Dow Chemical Co. late Monday made good on some of the “opportunities” that have come its way with the U.S. natural gas revolution by applying for a federal air emissions permit to build a $1.7 billion ethylene facility in Freeport, TX, which would be the chemical manufacturer’s biggest in the world.

The Midland, MI-based company said in its application to the U.S. Environmental Protection Agency that construction is scheduled to begin in January 2014 with start up in 2017. The facility would have capacity to make 1.5 million tons of ethylene a year, according to Dow, which is North America’s largest consumer of propylene and the largest producer of ethylene.

Last year Dow said it would expand its chemicals operations along the Gulf Coast and build a world-class ethylene facility (see Daily GPI, April 25, 2011).
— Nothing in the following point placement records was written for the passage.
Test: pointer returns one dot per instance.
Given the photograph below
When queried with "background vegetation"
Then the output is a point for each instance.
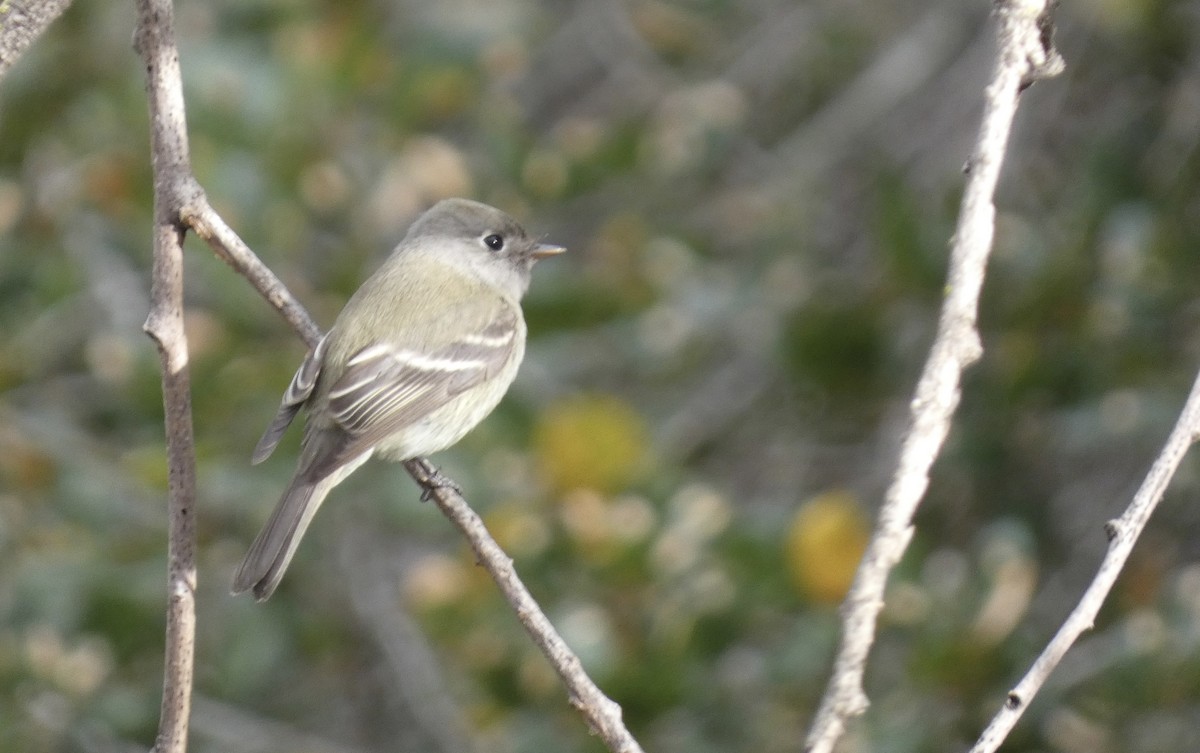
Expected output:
(757, 198)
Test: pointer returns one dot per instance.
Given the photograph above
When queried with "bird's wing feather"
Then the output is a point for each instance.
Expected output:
(295, 396)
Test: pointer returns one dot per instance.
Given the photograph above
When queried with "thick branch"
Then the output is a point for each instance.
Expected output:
(1122, 535)
(1024, 53)
(21, 23)
(155, 41)
(603, 714)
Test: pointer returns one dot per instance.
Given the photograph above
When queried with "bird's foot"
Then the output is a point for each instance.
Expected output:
(430, 479)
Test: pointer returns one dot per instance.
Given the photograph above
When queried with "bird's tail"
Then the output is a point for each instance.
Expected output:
(269, 555)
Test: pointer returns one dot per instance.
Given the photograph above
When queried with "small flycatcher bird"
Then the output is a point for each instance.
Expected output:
(423, 351)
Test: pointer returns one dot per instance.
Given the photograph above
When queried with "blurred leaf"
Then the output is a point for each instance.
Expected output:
(591, 441)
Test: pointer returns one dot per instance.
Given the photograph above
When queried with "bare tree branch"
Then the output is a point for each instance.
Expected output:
(155, 41)
(180, 204)
(1025, 53)
(21, 23)
(1122, 535)
(601, 712)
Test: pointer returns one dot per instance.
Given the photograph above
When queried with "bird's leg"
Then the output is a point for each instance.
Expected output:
(430, 479)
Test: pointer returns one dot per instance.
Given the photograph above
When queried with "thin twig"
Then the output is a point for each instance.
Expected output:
(1025, 53)
(601, 712)
(155, 41)
(1122, 535)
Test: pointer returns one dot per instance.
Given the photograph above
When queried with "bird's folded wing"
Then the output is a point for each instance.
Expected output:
(303, 383)
(389, 386)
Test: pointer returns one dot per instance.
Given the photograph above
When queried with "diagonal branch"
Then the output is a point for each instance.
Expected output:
(180, 205)
(1122, 535)
(601, 712)
(1025, 53)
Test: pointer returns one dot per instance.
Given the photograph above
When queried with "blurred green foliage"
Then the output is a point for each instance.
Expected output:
(717, 379)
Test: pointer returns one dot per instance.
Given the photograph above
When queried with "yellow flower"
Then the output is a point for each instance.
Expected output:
(825, 542)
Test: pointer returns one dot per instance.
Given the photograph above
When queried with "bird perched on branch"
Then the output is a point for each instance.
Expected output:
(423, 351)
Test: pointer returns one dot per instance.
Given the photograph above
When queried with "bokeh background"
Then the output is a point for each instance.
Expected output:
(757, 197)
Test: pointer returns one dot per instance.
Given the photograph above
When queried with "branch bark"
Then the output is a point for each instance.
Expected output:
(155, 41)
(180, 205)
(1025, 52)
(601, 712)
(1122, 535)
(21, 23)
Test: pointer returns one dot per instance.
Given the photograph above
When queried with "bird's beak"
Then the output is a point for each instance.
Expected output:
(546, 250)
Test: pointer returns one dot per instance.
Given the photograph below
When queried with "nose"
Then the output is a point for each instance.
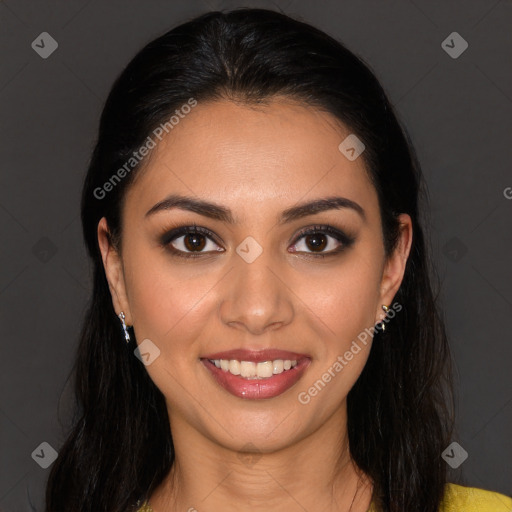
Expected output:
(257, 297)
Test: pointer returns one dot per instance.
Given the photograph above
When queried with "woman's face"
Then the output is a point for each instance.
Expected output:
(255, 283)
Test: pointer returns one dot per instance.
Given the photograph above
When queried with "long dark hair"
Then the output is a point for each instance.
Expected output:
(400, 411)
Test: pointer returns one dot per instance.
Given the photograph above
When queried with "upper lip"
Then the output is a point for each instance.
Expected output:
(257, 356)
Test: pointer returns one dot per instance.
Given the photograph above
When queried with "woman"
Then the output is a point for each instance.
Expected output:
(263, 332)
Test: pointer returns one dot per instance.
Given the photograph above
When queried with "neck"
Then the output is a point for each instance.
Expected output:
(316, 473)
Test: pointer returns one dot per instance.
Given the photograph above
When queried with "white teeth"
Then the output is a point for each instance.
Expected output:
(250, 370)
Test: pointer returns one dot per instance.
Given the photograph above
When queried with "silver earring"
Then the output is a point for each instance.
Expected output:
(126, 335)
(382, 324)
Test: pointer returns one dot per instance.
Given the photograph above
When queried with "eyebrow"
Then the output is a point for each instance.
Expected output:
(223, 214)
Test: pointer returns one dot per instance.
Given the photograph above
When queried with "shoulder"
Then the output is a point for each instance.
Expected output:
(459, 498)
The company plans to invest a total of $4 billion in Texas and Louisiana through 2017 to boost earnings by at least $2 billion a year once the new ethylene plant begins operations.
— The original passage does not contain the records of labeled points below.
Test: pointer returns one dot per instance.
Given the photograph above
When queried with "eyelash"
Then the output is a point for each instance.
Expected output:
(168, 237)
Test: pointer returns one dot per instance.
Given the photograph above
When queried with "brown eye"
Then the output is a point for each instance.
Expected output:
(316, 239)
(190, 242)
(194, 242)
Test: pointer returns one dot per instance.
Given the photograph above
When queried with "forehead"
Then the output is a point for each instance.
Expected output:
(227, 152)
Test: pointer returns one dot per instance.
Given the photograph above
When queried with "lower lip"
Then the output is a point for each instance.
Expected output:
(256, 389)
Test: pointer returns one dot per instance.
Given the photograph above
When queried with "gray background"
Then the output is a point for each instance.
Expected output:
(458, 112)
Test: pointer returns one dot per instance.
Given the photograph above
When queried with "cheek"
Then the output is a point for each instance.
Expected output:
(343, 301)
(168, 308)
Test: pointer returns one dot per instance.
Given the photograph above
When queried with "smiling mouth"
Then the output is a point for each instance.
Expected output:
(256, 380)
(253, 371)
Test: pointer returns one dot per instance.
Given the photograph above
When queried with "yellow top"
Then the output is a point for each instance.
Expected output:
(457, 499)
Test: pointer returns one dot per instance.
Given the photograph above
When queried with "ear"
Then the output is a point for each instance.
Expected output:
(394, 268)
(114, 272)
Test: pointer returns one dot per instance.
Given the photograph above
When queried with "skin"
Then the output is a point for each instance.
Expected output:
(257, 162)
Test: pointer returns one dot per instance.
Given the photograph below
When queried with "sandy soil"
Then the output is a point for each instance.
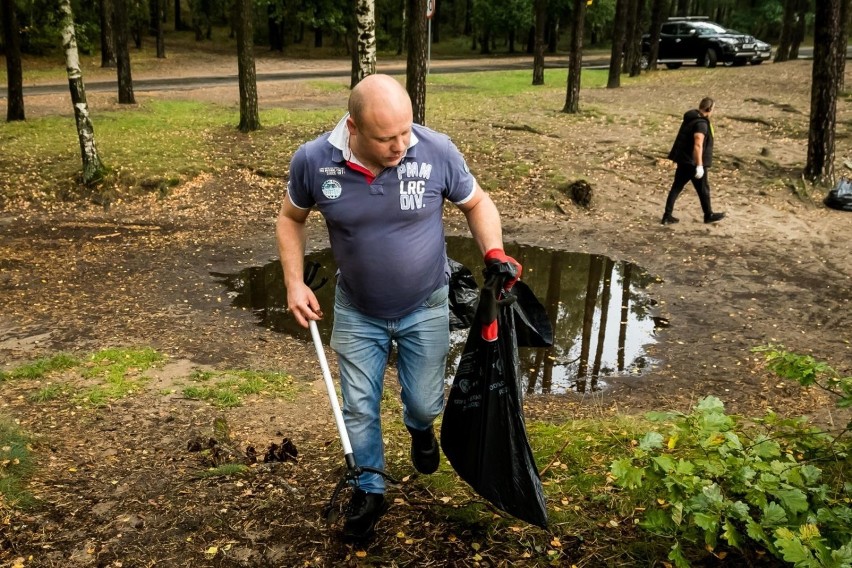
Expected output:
(117, 483)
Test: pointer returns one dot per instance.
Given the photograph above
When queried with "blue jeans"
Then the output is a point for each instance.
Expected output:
(363, 344)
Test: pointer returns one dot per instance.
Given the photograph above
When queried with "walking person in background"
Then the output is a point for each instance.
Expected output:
(692, 151)
(380, 182)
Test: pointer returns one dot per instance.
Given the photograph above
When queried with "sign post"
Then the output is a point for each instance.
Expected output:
(430, 11)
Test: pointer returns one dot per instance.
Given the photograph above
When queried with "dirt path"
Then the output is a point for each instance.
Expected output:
(78, 278)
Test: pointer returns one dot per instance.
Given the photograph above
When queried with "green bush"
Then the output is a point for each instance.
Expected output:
(774, 484)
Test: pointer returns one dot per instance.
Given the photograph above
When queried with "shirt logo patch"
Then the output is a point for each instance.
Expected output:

Dow’s news follows by one week South Africa’s Sasol Ltd.’s announcement to build the second largest gas-to-liquids plant in the world in Westlake, LA, at a cost of up to $21 billion (see Daily GPI, Dec. 4). Sasol said it also was taking advantage of low-cost gas supplies.
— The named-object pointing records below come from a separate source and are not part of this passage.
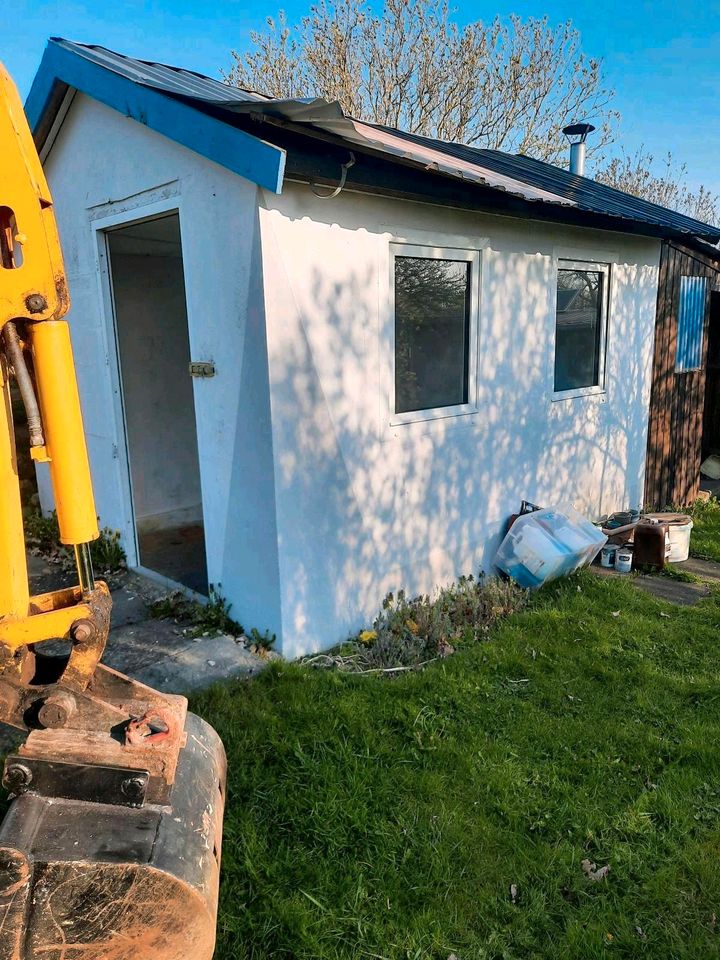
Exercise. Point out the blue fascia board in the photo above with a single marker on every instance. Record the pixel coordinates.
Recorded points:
(254, 159)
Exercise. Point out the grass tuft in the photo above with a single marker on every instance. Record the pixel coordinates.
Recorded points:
(42, 534)
(212, 617)
(451, 810)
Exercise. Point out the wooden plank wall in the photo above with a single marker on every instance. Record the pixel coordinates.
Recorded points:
(674, 449)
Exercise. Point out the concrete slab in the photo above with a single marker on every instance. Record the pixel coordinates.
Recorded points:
(707, 570)
(664, 588)
(673, 591)
(199, 664)
(161, 654)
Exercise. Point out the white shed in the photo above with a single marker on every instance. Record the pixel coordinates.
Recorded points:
(321, 360)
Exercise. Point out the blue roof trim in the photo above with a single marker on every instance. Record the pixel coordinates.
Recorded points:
(252, 158)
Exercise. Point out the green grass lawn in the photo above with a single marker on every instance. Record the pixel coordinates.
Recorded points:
(705, 539)
(388, 818)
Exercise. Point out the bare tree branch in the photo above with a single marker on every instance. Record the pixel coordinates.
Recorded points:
(504, 85)
(636, 174)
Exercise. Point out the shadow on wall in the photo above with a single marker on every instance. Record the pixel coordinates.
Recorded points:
(363, 508)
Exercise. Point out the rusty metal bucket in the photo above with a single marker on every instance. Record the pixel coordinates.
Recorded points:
(103, 881)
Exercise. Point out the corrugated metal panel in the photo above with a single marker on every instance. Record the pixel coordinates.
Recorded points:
(523, 176)
(691, 322)
(675, 435)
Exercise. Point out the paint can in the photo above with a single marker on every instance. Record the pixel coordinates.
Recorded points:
(607, 555)
(623, 559)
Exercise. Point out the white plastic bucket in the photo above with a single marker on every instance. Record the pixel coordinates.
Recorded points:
(607, 555)
(623, 560)
(679, 541)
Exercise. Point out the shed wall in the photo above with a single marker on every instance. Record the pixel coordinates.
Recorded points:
(674, 449)
(105, 166)
(363, 507)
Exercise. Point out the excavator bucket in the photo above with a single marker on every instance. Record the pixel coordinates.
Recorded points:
(105, 878)
(111, 846)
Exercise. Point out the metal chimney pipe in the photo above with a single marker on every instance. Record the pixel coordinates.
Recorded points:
(577, 158)
(577, 147)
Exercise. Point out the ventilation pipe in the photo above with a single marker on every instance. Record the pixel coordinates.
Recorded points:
(578, 132)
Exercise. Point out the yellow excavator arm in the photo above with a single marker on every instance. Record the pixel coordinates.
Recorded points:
(111, 845)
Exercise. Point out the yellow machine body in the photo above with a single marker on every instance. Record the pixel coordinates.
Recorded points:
(33, 291)
(111, 846)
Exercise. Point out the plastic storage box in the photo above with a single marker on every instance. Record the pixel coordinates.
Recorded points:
(547, 544)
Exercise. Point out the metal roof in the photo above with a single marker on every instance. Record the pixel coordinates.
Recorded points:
(521, 176)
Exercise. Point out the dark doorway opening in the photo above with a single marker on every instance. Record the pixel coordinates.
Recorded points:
(154, 352)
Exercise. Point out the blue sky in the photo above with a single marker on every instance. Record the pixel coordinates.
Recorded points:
(662, 58)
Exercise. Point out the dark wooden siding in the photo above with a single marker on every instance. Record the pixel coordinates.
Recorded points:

Dow said its expansions are planned because and in support of cheap U.S. natural gas. Last week CEO Andrew Liveris, an advocate for keeping U.S. gas at home, criticized the recent Department of Energy-sponsored study that supports some liquefied natural gas exports, calling the report “flawed, misleading and based on outdated, inaccurate and incomplete economic data” (see Daily GPI, Dec. 10; Dec. 6).

Dow executive George Blitz told NGI in October that the company had identified more than 90 capital investment projects with a combined investment of about $80 billion that were in planning phases nationwide — all possible because of abundant U.S. gas supplies (see Daily GPI, Oct. 26).

Last year when Dow announced its Gulf Coast expansion plans, it also signed a memorandum of understanding with a subsidiary of Range Resources Corp. for Range to deliver ethane supplied from the Marcellus Shale in Pennsylvania to existing chemical operations in Louisiana. Officials said they also had ethane and propane supply contracts for Eagle Ford Shale gas and were pursuing several other supply agreements.

Dow’s Freeport facility is not the only chemicals facility on the drawing board for the Gulf Coast region. In late April Chevron Phillips Chemical Co. LP selected a site near Old Ocean, TX, for two proposed polythethylene plants that would have annual capacity of 500,000 metric tons or 1.1 billion pounds (see Daily GPI, May 1).

ExxonMobil Corp. in September also said it would spend $200 million to expand two chemical and lubricant plants in Baton Rouge and Port Allen, LA, that were to begin by the end of this year. When construction is completed in 2014, 45 full-time jobs would be added to the integrated ExxonMobil facilities, which now employ 2,600. The Baton Rouge plant would be the world’s largest producer of finished lubricants, which are used in motor oils, gear oils and greases, as well as specialized lubricants for aviation, marine and industrial applications. The Port Allen site would include a state-of-the-art blending center.